きっとそこには「旧き良きアメリカン」があるに違いない。キューバで現役のような、無駄にデカい2ドアオープンカーが走っていて、女優は無意味に裸体をさらけ出さない。女優の美しさに見とれて、コテコテのラブストーリーに涙するのだ。哀しいかな、その時代を知らない。映画ファンなら、ハリウッドが輝いていたあの時期に戻ってみたい。せめてそんなテイストの映画に出会いたいもの・・・
 かつて新聞の映画評で『タイピスト』の評判の良さを知った。でもそれは前年アカデミー賞を取ったフランス映画『アーティスト』の影響かな、って思ってた。観るのもちょっとためらった。アクション映画やサスペンス映画のように気軽に観られないからね。

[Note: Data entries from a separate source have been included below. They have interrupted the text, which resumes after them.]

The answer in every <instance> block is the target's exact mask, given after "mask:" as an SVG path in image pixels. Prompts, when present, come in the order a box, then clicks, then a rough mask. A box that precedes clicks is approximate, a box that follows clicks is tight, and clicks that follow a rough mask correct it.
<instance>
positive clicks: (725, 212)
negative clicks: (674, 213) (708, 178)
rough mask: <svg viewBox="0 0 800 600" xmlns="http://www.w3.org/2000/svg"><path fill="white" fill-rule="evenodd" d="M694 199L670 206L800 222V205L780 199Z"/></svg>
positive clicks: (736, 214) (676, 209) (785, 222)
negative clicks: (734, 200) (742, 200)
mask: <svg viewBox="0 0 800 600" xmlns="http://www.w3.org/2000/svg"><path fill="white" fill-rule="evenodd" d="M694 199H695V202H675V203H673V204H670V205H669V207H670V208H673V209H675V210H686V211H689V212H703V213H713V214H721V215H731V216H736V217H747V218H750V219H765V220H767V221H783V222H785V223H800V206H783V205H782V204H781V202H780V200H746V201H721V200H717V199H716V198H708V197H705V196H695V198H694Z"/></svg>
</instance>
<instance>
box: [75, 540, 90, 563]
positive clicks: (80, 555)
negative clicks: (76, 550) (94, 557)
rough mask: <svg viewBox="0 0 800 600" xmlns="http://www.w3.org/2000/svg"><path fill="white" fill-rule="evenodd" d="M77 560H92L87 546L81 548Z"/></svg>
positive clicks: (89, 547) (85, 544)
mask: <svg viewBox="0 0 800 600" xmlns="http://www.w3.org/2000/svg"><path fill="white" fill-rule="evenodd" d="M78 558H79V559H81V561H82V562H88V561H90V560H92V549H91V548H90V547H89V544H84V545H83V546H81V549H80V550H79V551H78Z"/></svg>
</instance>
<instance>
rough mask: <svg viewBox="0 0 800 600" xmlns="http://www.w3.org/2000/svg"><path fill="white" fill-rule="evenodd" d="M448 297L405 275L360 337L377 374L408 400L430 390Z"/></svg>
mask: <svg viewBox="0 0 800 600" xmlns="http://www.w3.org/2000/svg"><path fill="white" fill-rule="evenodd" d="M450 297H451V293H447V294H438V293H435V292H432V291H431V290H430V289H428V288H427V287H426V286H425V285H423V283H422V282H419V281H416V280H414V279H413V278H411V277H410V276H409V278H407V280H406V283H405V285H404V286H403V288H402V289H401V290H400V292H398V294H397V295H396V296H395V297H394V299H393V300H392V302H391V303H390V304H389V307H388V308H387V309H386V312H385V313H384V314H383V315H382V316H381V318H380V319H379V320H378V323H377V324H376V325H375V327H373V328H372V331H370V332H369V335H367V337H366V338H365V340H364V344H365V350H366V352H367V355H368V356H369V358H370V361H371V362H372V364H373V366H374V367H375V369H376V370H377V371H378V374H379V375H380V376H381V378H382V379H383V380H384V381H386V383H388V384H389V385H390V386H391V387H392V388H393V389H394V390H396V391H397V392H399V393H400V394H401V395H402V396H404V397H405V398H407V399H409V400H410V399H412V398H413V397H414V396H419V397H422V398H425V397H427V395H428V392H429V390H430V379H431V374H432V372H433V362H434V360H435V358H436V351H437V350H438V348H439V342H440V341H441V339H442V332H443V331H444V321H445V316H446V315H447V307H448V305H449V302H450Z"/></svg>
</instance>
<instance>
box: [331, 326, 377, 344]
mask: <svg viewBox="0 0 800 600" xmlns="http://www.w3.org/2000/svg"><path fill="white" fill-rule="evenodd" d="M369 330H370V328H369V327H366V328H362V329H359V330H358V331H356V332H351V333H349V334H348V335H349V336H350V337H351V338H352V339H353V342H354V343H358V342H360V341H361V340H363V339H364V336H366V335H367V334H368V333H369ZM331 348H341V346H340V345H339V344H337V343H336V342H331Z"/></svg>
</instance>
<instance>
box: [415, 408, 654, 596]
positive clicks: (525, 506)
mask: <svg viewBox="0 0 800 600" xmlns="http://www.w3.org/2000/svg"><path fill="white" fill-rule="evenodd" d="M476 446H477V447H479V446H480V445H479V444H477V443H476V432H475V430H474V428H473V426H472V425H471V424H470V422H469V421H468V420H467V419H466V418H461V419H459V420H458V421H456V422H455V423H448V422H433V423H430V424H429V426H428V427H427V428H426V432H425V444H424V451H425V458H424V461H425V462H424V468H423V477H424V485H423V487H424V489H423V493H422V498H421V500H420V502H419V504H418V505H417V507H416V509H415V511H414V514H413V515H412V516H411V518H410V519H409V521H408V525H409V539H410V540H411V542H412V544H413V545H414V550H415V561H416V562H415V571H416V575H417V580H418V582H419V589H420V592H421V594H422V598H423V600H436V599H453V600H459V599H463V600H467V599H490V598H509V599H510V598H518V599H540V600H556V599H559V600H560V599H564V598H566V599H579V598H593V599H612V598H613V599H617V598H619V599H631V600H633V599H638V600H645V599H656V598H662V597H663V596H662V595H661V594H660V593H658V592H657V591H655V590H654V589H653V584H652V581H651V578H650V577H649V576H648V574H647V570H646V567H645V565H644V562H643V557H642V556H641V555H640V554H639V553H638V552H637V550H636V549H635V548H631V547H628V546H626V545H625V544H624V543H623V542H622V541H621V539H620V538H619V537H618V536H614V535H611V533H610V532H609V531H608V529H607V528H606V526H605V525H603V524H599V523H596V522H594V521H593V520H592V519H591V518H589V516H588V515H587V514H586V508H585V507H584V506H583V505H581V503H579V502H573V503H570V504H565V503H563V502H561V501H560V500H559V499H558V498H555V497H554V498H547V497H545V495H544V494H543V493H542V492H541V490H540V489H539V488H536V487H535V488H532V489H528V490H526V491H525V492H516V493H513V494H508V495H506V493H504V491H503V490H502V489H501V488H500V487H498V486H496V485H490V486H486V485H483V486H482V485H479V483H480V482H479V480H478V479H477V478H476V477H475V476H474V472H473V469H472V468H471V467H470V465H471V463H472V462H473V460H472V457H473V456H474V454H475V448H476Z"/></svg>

 でもさ、観て泣けたよ、心の中でね。こんなにも「旧き良きアメリカン」を体現した映画があったろうか? それもよりによってフランス映画でだ。まるでタイムマシンに乗ったかのよう。主人公が恋に悩み、アルコールを(多分フランスだけれどスコッチなんだろう)飲むシーンに、堪えきれずに焼酎をロックで飲みながら観た。今のお気に入りは、ふんわり鏡月だ。軟派だと笑ってくれ。そうそう、今夜は皆既月食だった、雲で分からなかったけれど。
 すっごく楽しく酔いながら観て、お気に入りの作品になった。この映画の良さを語り合える人が、今はそばにいないのが残念なのだが。